After London, Judi and I did another road trip together, this time to the east coast of northern England, Edinburgh, Loch Lomond, the Lake District. We stumbled into an art gallery in Judi’s hometown of Birmingham, surprised by a Bob Dylan show, and bought matching prints: Rose on a Hillside. By the time we returned to her home in Cheltenham, Judi was tired, but happy. I hoped she was truly in remission, that she had fought and won. But nine months later, Judi lost the battle.
When I learned the news yesterday morning, I was lost in the universal pain and sorrow of grief for a friend, a woman who will not see her son’s wedding, will never hold her future grandchildren. It was a beautiful day in Seattle – bright blue sky, pink cherry blossoms, yellow daffodils. The sweet fragrance of spring was in the air. I wandered my neighborhood trying to walk away the pain. I walked to exhaustion and still felt troubled, a heavy sadness settling into my bones. I’d been calling England every other weekend or so since last summer, not wanting to lose the close connection we’d reestablished during those long driving hours last June. We talked of dreams. “What’s on your bucket list?” I asked during a recent call.
“More travel,” she said without pause.
“Where?” I asked.
“Southern Italy,” she said, her voice dreamy and soft. “I’ve never been to southern Italy.”
I wanted to make that trip a reality this summer but that too was taken from Judi.
As I walked the streets blindly until I passed Holy Rosary, the local Catholic church – a church I have not entered in the many years I’ve lived in West Seattle – an old urge returned. I longed for the cool quiet of an empty church, the filtered light through stained glass windows, the heavy smell of candles and incense. I wanted to find that gentle peace of acceptance. I tried the side door. Locked. I tried the front doors. Locked. I stood for a moment, surprised and disappointed. Solace denied. I could not sit in meditative silence. I could not light a candle for my dear friend. I didn’t know that churches were locked. I remembered entering churches on a recent trip to the east coast. Is it only tourist churches that remain unlocked during the day?

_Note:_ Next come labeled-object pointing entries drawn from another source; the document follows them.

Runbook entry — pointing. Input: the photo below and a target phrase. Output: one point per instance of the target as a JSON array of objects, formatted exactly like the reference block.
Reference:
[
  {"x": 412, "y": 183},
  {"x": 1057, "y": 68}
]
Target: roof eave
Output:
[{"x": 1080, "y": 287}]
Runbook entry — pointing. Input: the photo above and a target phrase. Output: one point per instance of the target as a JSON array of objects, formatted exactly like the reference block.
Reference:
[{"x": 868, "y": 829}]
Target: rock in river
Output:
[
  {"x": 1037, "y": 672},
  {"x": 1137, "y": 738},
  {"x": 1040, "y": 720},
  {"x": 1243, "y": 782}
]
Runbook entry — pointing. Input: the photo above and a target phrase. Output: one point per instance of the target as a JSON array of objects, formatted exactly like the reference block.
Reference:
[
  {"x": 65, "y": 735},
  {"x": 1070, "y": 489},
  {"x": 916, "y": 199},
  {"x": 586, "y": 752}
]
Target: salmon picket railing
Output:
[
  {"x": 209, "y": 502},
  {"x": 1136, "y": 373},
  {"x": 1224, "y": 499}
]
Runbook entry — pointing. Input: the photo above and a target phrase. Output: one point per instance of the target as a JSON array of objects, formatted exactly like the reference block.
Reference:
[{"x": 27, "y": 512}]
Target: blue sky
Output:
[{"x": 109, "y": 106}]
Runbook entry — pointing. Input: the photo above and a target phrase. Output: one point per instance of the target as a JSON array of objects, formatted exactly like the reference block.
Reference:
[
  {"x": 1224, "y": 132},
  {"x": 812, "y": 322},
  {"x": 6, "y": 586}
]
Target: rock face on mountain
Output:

Disappointed, I walked home. There, I gathered a few photographs of those I have lost: my dear friend, Judi; my writing partner, Sandra E. Jones; my sister, Maureen, my father. I collected a few mementos: a jade ring, a tiny theatrical mask, a Celtic medallion, a candle. I arranged my tokens on the corner of a bookcase in my writing room under a red T-shirt shaped lamp that once belonged to Sandra, and I lit the candle for my most recent lost loved one. For Judi.